30 Haziran Pazartesi günü Mehmet Ali Yılmaz Tesisleri’nde toplanarak yeni sezonun çalışmalarına başlayacak olan takımımızda, şu ana kadar tamamlanmış bir kadro planlaması göze çarpmıyor. Gündeme düşen haberlerden anladığımız kadarıyla yönetim bu konuda ciddi bir mesai harcıyor. Fakat biliyoruz ki, yeni sezon planlaması sadece kadro revizyonuyla sınırlı kalmamalı.
Futbolda başarının en önemli dinamiklerinden biri, taraftar gücünü doğru şekilde konsolide edebilmek ve yönetebilmektir. Bu noktada Trabzonspor yönetimi, ne yazık ki sınıfta kaldığını kabul etmek zorundadır. Taraftarı arkanıza almak sadece doğru transferlerle ya da popülist isimlerle mümkün değildir. Taraftar, inandığı bir projenin peşinden gider. Üstelik bu projenin kısa vadede başarı vadetmesi de gerekmez. Yönetim, yeni sezon planlamasında taraftar sosyolojisini de inşa etmeli; neredeyse hiç olmayan diyaloğunu güçlendirmelidir.
Ne var ki kulüp yönetimi, her kriz döneminde ısrarla sessiz kalmayı tercih ediyor; ardından bir transfer hamlesi ya da projeyle gündemi değiştirmeye çalışıyor. Bu stratejinin ne kadar sürdürülebilir olduğu ise tartışmaya açık.
Bu konuda birkaç örnek vermek gerekiyor. Pedro Malheiro’nun transferi açıklandıktan sonra, günlerce kulüp cephesinden hiçbir yetkili çıkıp bir plan, bir yol haritası sunmadı. Bu belirsizlik ortamı, Pina transferi netleşene kadar sosyal medyada adeta bir kazan kaldırılmasına neden oldu.

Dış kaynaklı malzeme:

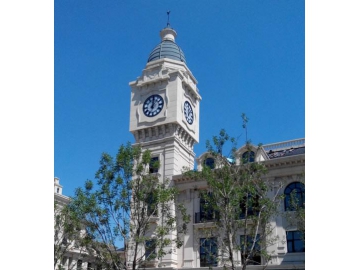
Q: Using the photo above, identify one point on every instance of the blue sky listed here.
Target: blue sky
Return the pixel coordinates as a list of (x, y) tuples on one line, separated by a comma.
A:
[(248, 56)]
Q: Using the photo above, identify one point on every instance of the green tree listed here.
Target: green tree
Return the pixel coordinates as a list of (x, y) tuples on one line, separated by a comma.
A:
[(67, 233), (129, 206), (242, 202)]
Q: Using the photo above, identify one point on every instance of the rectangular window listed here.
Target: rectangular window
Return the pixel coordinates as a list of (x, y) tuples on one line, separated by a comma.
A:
[(254, 254), (150, 249), (151, 202), (79, 265), (295, 241), (208, 252), (207, 213), (251, 204), (154, 165)]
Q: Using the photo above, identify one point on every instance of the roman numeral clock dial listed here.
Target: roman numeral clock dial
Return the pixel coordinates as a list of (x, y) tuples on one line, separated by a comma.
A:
[(153, 105)]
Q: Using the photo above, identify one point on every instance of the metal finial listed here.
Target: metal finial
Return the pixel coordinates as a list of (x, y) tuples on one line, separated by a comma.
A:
[(168, 24)]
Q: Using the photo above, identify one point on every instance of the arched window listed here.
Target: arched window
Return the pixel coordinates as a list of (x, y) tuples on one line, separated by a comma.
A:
[(248, 156), (209, 162), (294, 196)]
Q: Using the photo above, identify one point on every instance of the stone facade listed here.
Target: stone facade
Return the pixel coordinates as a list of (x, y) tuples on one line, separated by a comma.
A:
[(167, 132)]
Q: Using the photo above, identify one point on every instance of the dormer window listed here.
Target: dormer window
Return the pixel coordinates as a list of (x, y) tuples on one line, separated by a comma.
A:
[(210, 163), (248, 156), (154, 165)]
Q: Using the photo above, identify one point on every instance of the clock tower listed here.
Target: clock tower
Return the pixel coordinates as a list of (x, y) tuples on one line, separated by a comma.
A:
[(164, 111)]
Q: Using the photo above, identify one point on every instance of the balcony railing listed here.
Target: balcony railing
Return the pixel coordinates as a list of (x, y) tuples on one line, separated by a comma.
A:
[(201, 217), (284, 145)]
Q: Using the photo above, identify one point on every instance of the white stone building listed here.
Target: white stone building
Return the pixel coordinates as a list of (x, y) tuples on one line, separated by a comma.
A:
[(164, 118), (74, 258)]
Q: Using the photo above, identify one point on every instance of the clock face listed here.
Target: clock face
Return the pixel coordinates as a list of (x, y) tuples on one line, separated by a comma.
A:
[(153, 105), (189, 115)]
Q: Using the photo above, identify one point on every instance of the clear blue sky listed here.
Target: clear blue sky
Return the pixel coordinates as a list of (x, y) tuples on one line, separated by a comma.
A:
[(248, 56)]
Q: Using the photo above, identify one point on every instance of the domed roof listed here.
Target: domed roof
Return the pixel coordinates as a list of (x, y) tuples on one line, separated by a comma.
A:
[(167, 47)]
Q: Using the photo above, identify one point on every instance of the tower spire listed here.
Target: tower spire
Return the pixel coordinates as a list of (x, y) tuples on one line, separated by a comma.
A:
[(168, 23)]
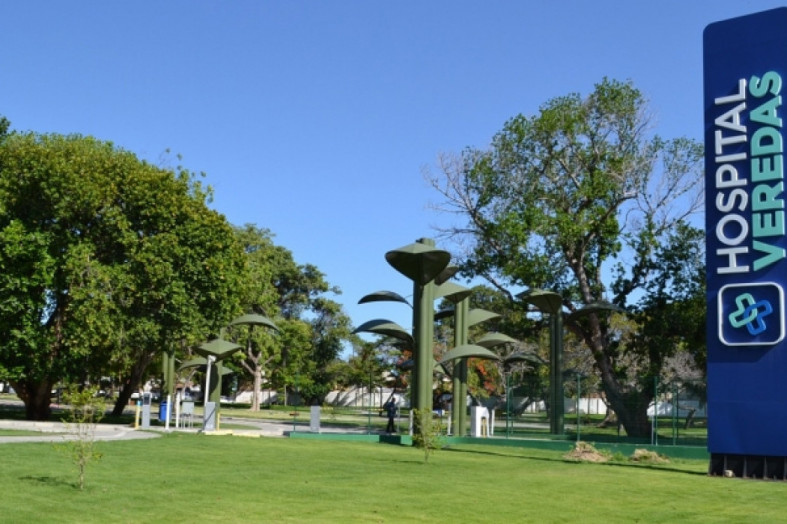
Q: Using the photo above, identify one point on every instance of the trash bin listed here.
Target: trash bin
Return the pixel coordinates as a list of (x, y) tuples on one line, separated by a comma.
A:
[(162, 414)]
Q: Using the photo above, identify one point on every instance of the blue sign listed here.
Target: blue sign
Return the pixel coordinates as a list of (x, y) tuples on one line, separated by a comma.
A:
[(745, 69)]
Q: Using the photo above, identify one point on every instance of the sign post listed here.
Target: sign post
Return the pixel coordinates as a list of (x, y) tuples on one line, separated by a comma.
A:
[(745, 68)]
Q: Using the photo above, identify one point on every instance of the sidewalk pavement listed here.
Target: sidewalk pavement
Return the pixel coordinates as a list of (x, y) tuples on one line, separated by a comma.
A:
[(58, 431)]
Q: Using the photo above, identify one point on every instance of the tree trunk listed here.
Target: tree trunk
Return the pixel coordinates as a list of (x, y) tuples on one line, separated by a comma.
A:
[(255, 396), (36, 395)]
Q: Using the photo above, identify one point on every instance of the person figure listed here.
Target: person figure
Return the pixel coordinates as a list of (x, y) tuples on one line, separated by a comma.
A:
[(390, 410)]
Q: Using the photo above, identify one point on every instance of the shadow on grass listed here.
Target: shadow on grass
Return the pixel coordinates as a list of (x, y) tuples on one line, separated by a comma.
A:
[(610, 463)]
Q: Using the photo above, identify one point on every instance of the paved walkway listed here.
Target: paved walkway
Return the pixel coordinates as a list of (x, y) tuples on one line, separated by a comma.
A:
[(58, 431)]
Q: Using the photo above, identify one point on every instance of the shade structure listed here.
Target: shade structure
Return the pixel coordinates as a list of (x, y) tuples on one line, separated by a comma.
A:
[(419, 262), (452, 292), (218, 347), (469, 351), (493, 339), (385, 327), (384, 296), (594, 307), (445, 274), (254, 319), (523, 356), (546, 301), (193, 363), (444, 313)]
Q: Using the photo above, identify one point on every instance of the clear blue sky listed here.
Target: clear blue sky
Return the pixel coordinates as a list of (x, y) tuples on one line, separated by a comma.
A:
[(315, 119)]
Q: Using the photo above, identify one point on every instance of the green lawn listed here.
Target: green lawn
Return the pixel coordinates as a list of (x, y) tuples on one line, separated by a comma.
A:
[(198, 478)]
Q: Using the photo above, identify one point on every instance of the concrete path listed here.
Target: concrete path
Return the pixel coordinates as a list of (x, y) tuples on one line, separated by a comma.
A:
[(58, 432)]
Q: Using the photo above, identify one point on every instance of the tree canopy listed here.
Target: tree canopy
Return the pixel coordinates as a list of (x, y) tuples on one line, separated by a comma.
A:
[(106, 261)]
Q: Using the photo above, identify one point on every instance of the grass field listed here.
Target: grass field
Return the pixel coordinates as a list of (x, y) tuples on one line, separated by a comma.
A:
[(197, 478)]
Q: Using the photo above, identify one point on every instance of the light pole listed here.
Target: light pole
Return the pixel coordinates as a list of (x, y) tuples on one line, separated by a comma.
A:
[(552, 304)]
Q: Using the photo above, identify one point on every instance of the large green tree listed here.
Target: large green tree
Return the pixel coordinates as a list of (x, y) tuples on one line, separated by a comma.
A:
[(313, 328), (583, 200), (106, 261)]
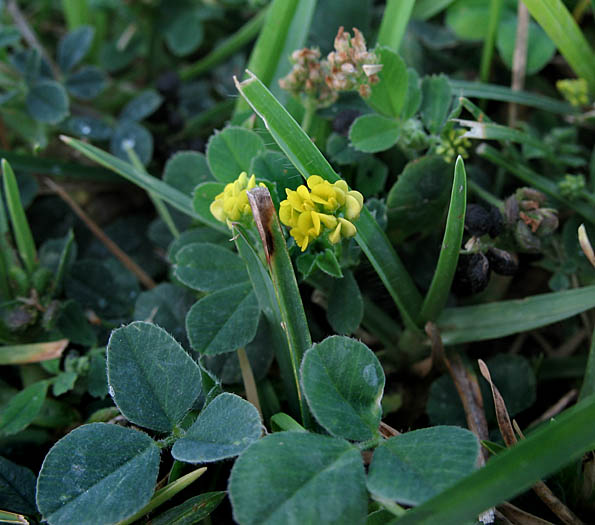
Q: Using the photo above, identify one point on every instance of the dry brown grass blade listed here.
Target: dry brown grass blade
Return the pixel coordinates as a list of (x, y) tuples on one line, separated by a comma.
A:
[(519, 59), (500, 407), (263, 211), (585, 243), (465, 383), (116, 251), (248, 379), (507, 431)]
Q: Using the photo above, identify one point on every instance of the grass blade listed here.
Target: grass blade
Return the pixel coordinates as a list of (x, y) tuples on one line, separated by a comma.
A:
[(425, 9), (285, 284), (267, 299), (165, 494), (505, 94), (20, 227), (491, 320), (561, 27), (31, 353), (6, 253), (62, 264), (394, 23), (278, 38), (535, 180), (588, 387), (544, 452), (76, 13), (228, 47), (491, 131), (451, 244), (57, 169), (164, 191), (490, 40), (308, 159)]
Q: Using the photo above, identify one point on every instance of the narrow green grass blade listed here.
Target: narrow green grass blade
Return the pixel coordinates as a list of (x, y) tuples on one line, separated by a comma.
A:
[(165, 494), (505, 94), (57, 169), (160, 207), (228, 47), (588, 387), (76, 13), (284, 282), (425, 9), (490, 39), (64, 258), (296, 39), (451, 244), (308, 159), (164, 191), (5, 252), (491, 320), (561, 27), (492, 131), (267, 299), (535, 180), (394, 23), (20, 227), (31, 353), (267, 52), (513, 471)]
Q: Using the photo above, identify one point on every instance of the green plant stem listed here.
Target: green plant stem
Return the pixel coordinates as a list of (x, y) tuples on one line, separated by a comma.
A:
[(6, 253), (505, 94), (451, 244), (484, 194), (248, 379), (588, 387), (490, 39), (394, 23), (165, 494), (308, 159), (76, 13), (544, 452), (20, 227), (425, 9), (157, 202), (531, 178), (557, 22), (309, 112), (268, 49), (228, 47), (57, 169)]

Bugün de benzer bir sessizlik, kaptan Uğurcan Çakır üzerinden yaşanıyor. Onunla ilgili ortaya atılan, İstanbul kulüplerine dayandırılan gerçek ya da spekülatif haberler karşısında yönetim yine derin bir sessizliği tercih ediyor. Uğurcan’ın Avrupa transferinin gerçekleşmediği ve takımda kaldığı bir senaryoda; bu sürecin doğurduğu fesat ortamının ileride açabileceği tahribatın önüne geçmek için hiçbir hamle göremiyoruz. Uğurcan ısrarla gitmek istiyorsa, yönetimin bu sessizliğine biraz anlam verebiliriz. Uğurcan da sessiz kalarak krizin tarafı olmaya devam ediyor. Fakat yönetim her krizi sessiz kalarak çözemeyeceğini bilmelidir.
Artık yönetim, takım ve taraftar üçgeninde birliğin sağlanmasının elzem olduğunu anlamak zorundayız. Bu konuda hepimiz elimizi taşın altına koymak durumundayız. Aksi halde her sezonu “yeniden yapılanma” başlığı altında geçirmekten kurtulamayacağız.